Indiana Senate Passes Bill Giving Consumers Right To Reject Ad Targeting

Lawmakers in Indiana's Senate this week approved a privacy bill that would give state residents the right to opt out of behaviorally targeted advertising.

If the measure also clears the House, Indiana will join California, Virginia and Colorado in requiring companies to allow people to reject some forms of online advertising.

Indiana Senate Bill 358 would broadly allow consumers to learn what personal information about them is held by companies, request its deletion, and opt out of some uses of that data.

One specific provision would give people the right to opt out of targeted advertising -- meaning ads based on inferences about people gleaned from their activities over time across nonaffiliated websites or applications.

That opt-out right would not extend to ads based on first-party data, or to contextual ads based on people's current searches, website visits or app use.

The bill also would not allow consumers to sue over violations. Instead, the state attorney general would have sole responsibility for enforcement.
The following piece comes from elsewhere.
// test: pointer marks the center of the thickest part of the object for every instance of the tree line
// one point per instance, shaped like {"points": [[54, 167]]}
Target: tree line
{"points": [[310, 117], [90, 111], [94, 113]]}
Advocacy group Consumer Reports says the bill should be strengthened.

“Indiana SB 358, which just passed the Senate, doesn’t do enough to protect consumers’ privacy,” Consumer Reports' tech policy analyst Maureen Mahoney tweeted this week.

Among other proposed changes, Consumer Reports says lawmakers should require companies to honor global opt-out signals, such as commands that consumers can send through their browsers.

“This could help make the opt-out model more workable for consumers, but unless companies are required to comply, it is unlikely that consumers will benefit,” Mahoney said in a letter sent to Indiana lawmakers last month.

Colorado's new privacy law will require companies to honor opt-out requests made through browser settings or other global mechanisms; that provision won't take effect until 2024.

In California, regulations passed by the state attorney general require companies to comply with requests through the Global Privacy Control -- a tool that, when activated, transmits an opt-out request to all websites.

If Indiana's bill passes, it will take effect in 2025.